Two weeks is hardly enough time to begin to appreciate poetry like this, but if I wait for a complete grasp and enjoyment of it I’ll be waiting forever.

It’s a painful book to read. Not because it fails to do what you’re attempting, but because it succeeds with such stark and shocking force. You inhabit the cosmos of the poems with such utter existential fullness that it’s impossible (at least for me) to separate M.G. from Adam and from Cain or both from humanity as a whole. It baffles me that anyone should regard these poems as “blasphemous” or forays into outmoded myth. They’re no more “about” the family of Eden than Ghosts is about syphilis or M. Butterfly is about repressed homosexuality. The Garden (as I hope I don’t have to tell you!) is their occasion, not their subject. That subject, as I understand it, is the sum of those questions that agonize—and have always agonized—all thoughtful human beings: How have we arrived at such an impossible conception of divinity (--of that One “who walk[s] in cool evening/To eat of the fruit/Forbidden to us”)? How can life, so measured by that concept, ever be lived without shame (“When my manhood lifts,/ I wish I had never been born”)? Why has the human family been naturally (supernaturally?) plagued by so much strife and self-ignorance and ambiguous desire (“That was the riddle/That puzzled your love,/Especially naked”)? And these questions are only the obvious ones.

I read these poems, and I feel as if a gentle but imperious hand is pushing my head into the waters of the deepest well of being. Maybe that’s pretentious (and the poems themselves are anything but), and yet I can’t express myself without linguistic excess. Odd, when the poems have such a linguistically pared-down purity. Merely the physical experience of moving from word to word here is inexpressibly wonderful. Proper words in proper places: Swift’s dry formulation I’ve always thought a kind of modest recoil from alluding to that special form of worship in which all true poets engage. You’re one of the true ones.

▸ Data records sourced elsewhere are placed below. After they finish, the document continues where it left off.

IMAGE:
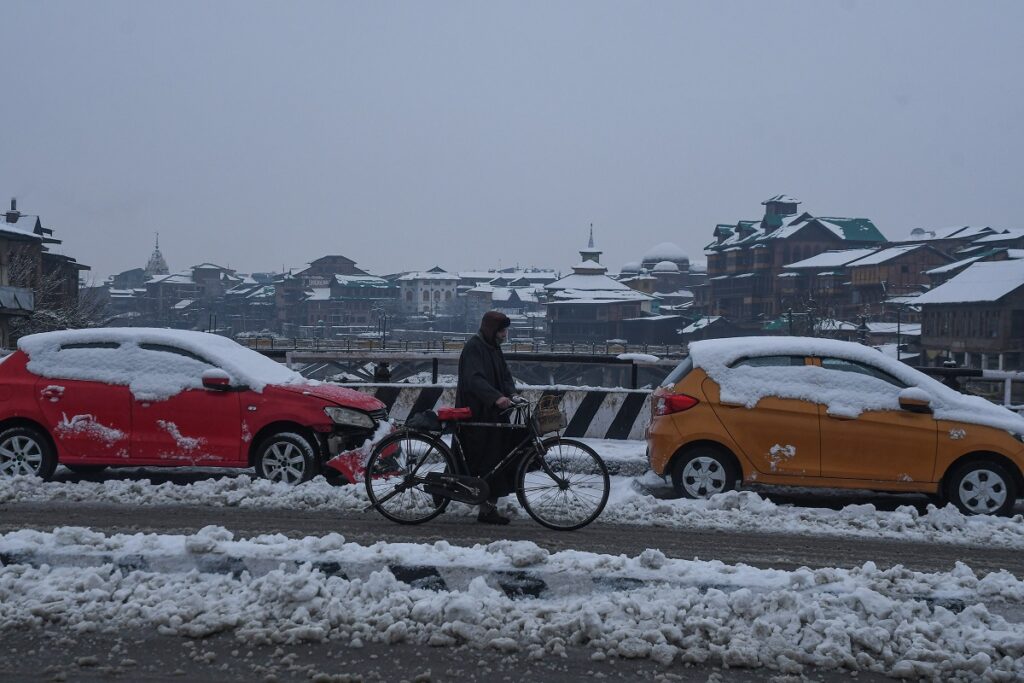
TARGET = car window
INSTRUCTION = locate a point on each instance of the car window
(844, 366)
(769, 361)
(78, 345)
(165, 348)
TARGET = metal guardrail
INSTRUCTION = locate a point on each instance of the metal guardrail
(456, 344)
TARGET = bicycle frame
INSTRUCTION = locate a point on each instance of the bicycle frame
(517, 452)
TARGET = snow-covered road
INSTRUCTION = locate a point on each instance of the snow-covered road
(270, 589)
(636, 499)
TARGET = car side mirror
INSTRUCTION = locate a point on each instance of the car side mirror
(216, 380)
(914, 399)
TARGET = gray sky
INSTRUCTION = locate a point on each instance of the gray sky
(472, 134)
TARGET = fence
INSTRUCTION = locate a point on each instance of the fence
(455, 343)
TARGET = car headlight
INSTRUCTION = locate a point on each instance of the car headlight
(350, 418)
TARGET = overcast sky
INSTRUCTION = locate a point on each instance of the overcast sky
(474, 134)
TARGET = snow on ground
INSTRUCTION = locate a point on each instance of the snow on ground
(943, 626)
(630, 503)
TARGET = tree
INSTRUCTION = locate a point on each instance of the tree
(58, 303)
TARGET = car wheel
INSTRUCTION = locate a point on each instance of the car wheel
(982, 487)
(702, 472)
(86, 469)
(288, 458)
(27, 452)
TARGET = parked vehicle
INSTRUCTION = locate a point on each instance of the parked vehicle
(130, 396)
(808, 412)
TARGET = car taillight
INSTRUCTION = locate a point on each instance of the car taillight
(673, 402)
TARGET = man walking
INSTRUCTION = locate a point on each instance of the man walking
(485, 386)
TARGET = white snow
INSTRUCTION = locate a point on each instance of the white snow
(638, 357)
(184, 443)
(986, 281)
(892, 621)
(850, 396)
(151, 374)
(87, 425)
(629, 503)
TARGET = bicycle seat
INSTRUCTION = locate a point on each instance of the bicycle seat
(455, 414)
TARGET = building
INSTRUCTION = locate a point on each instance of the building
(977, 316)
(590, 306)
(745, 259)
(39, 289)
(429, 292)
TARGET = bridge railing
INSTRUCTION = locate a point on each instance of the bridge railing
(455, 344)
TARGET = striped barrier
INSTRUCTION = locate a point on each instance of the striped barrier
(620, 414)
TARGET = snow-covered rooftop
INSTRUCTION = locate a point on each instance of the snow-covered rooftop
(952, 232)
(830, 259)
(986, 281)
(667, 251)
(587, 282)
(884, 255)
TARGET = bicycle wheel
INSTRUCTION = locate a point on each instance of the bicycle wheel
(394, 474)
(565, 487)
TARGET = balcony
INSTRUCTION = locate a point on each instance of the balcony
(16, 301)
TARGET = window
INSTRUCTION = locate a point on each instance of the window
(75, 345)
(845, 366)
(770, 361)
(164, 348)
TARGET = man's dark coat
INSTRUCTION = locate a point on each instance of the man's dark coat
(483, 378)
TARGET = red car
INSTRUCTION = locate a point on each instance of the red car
(130, 396)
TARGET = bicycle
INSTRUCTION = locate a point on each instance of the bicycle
(412, 475)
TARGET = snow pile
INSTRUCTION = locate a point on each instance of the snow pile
(150, 373)
(629, 503)
(895, 622)
(851, 396)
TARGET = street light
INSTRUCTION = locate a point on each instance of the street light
(381, 325)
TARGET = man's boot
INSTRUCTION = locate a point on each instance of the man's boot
(488, 514)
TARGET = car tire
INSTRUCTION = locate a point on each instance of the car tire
(86, 469)
(27, 451)
(288, 458)
(982, 486)
(701, 472)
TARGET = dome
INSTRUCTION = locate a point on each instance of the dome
(666, 266)
(631, 267)
(666, 252)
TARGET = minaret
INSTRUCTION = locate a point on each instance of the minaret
(157, 265)
(591, 254)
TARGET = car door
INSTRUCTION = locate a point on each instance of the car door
(778, 435)
(88, 419)
(194, 426)
(879, 444)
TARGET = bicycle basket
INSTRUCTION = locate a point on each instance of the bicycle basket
(550, 417)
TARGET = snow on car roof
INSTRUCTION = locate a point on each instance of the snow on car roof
(856, 394)
(154, 380)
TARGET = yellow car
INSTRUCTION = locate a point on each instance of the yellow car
(804, 412)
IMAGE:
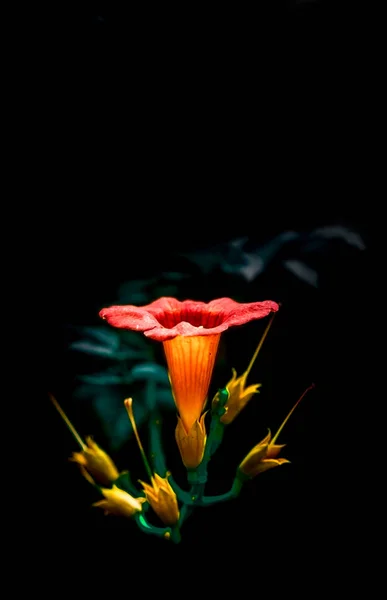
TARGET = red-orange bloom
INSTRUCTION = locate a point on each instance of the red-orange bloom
(190, 332)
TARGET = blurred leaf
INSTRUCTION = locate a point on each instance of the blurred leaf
(175, 276)
(343, 233)
(97, 350)
(135, 291)
(106, 378)
(107, 336)
(164, 399)
(146, 371)
(302, 271)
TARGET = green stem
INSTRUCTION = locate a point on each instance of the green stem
(233, 493)
(143, 524)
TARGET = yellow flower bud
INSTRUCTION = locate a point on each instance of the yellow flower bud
(262, 457)
(162, 499)
(239, 396)
(191, 444)
(119, 503)
(95, 462)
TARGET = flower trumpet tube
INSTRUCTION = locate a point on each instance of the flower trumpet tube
(190, 333)
(96, 462)
(191, 443)
(119, 503)
(162, 499)
(264, 455)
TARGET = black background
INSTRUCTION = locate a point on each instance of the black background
(172, 132)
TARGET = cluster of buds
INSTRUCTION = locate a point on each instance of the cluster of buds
(190, 332)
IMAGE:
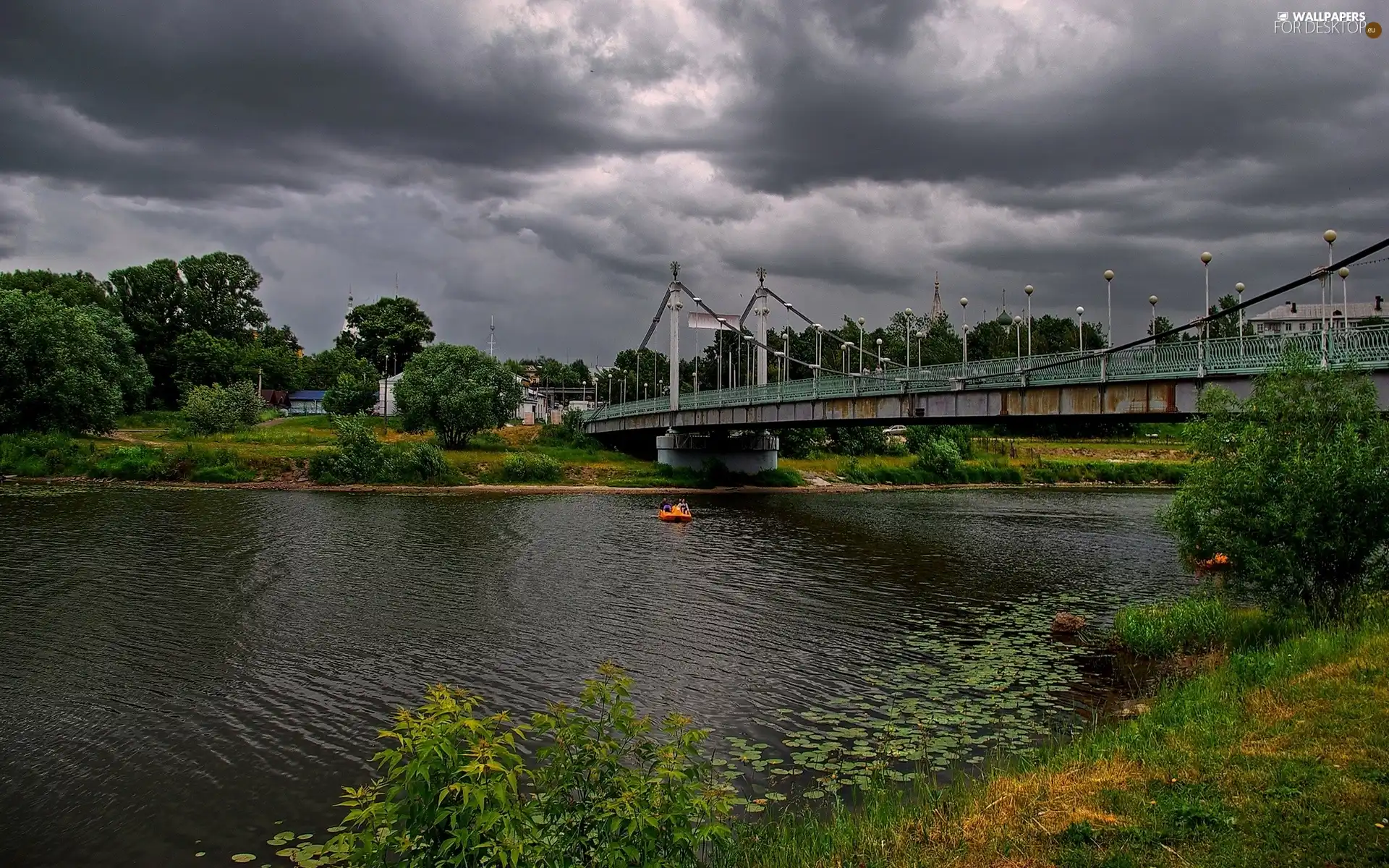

My ecstasy as a reader is at its most intense when these poems (like the majority of “Cain to Eve”) achieve a density and splendor like compacted precious metals under fissionable force. These lines from the second poem of that last section—
I’ve come to find
Where the corpse of Abel has been buried
Because I plan to dig him up and take
His grimy, fractured skull up to the gate
And thrust it like an apple up into the cherub’s sight,
A gift to the God who made us all
And offer it for hanging on
The tree He has forbidden us.
--these lines remind me of some of the finest verse of early Robert Lowell, sweetly heavy with allusiveness, puns, and ambiguity. Surely Eliot’s determinedly exhuming dog in The Waste Land is referenced in the first three lines? And that skull: it’s “fractured” because it’s crushed but also because it contains a myriad of independent pockets of mentation? Which “gate” is being referred to? Heaven’s gate?—or the gate of Eden guarded by cherubs with flaming swords?—or both? (And does it swing open to the cherub’s “sight” or to its “site”—or both?) And O! that ubiquitous apple!—which keeps us “hanging on” (to life) and forever hanged upon the forbidden tree. Finally: happy to catch the smirk of Blake (inflected by Coleridge) behind that “God who made us all.” (And these are only the obvious treasures.)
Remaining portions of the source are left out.